While scientists note that many studies suggest that AI systems can diagnose cancer on par with medical specialists, there is not enough data to say machines can significantly outperform them. Not that there are not enough studies, it is the design of the studies that does not evoke confidence in its claims, they say.
Sputnik

An artificial intelligence (AI) can now be as effective as a medical professional in diagnosing cancer, says a UK study led by Prof. Alastair Denniston of University Hospitals Birmingham NHS Foundation Trust, according to the Daily Star report.

"We found deep learning could indeed detect diseases ranging from cancers to eye diseases as accurately as health professionals,” Denniston said. "Our review found the diagnostic performance of deep learning models to be equivalent to that of healthcare professionals."

In the course of the study the machine outperformed humans. The study, which examined data from 14 trials, discovered that AI correctly detected the disease in 87 percent of cases, over 86 percent achieved by doctors.

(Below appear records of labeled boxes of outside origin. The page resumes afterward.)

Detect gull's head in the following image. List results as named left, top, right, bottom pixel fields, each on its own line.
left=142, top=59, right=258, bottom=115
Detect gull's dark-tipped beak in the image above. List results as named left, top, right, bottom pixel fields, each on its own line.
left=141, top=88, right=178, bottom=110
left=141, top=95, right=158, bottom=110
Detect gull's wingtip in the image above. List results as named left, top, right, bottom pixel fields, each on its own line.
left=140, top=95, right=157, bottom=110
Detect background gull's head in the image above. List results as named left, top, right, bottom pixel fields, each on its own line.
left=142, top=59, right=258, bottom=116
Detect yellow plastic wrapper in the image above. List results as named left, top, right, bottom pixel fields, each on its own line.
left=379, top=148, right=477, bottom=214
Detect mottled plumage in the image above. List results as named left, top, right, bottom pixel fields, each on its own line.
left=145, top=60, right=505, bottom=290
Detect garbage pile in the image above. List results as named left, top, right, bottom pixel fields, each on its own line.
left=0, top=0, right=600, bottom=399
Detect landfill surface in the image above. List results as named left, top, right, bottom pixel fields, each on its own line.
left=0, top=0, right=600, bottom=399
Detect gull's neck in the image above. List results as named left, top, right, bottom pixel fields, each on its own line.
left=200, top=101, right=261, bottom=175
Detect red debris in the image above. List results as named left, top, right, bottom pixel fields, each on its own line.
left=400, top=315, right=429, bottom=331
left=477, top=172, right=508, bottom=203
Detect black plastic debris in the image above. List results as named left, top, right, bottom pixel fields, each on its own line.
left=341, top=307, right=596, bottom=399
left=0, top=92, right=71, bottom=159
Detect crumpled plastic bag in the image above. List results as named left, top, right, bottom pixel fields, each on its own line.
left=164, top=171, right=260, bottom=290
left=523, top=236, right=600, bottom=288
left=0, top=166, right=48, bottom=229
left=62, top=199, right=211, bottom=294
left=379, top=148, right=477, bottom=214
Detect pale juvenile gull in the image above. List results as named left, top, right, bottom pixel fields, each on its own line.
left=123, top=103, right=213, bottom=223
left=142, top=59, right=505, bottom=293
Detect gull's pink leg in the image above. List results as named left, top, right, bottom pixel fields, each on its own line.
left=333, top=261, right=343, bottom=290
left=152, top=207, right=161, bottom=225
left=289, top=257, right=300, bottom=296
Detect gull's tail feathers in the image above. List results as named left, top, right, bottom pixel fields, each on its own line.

The machine also ruled out patients who have no disease at a 93-percent correct rating, a slight edge over the human doctor’s 91 percent.

“Some have suggested AI applications will even replace whole medical disciplines or create new roles for doctors to fulfil, such as 'information specialists',” Denniston says, but criticized study biases that he says claim that machines vastly outperform medical specialists. "These biases can lead to exaggerated сlaims of good performance for AI tools which do not translate into the real world.”

Denniston lamented that, out of 20,500 articles, only 14 were designed in a way that was suitable for an independent analysis and provoked sufficient confidence in their claims.

"Only 25 studies validated the AI models externally - using medical images from a different population — and just 14 studies actually compared the performance of AI and health professionals using the same test sample,” Denniston said.

Dr Livia Faes, Denniston’s co-author, opines that it is not enough to examine the diagnosis itself to measure a machine’s performance, saying that it should instead be measured by outcomes.

"Evidence on how AI algorithms will change patient outcomes needs to come from comparisons with alternative diagnostic tests in randomised controlled trials,” she said, adding that such studies do not yet exist.

"So far, there are hardly any such trials where diagnostic decisions made by an AI algorithm are acted upon to see what then happens to outcomes which really matter to patients, like timely treatment, time to discharge from hospital, or even survival rates."

The study team concluded that it is too early to talk about machines ousting human doctors from their jobs, but cautiously added that computers could work on par with their human colleagues.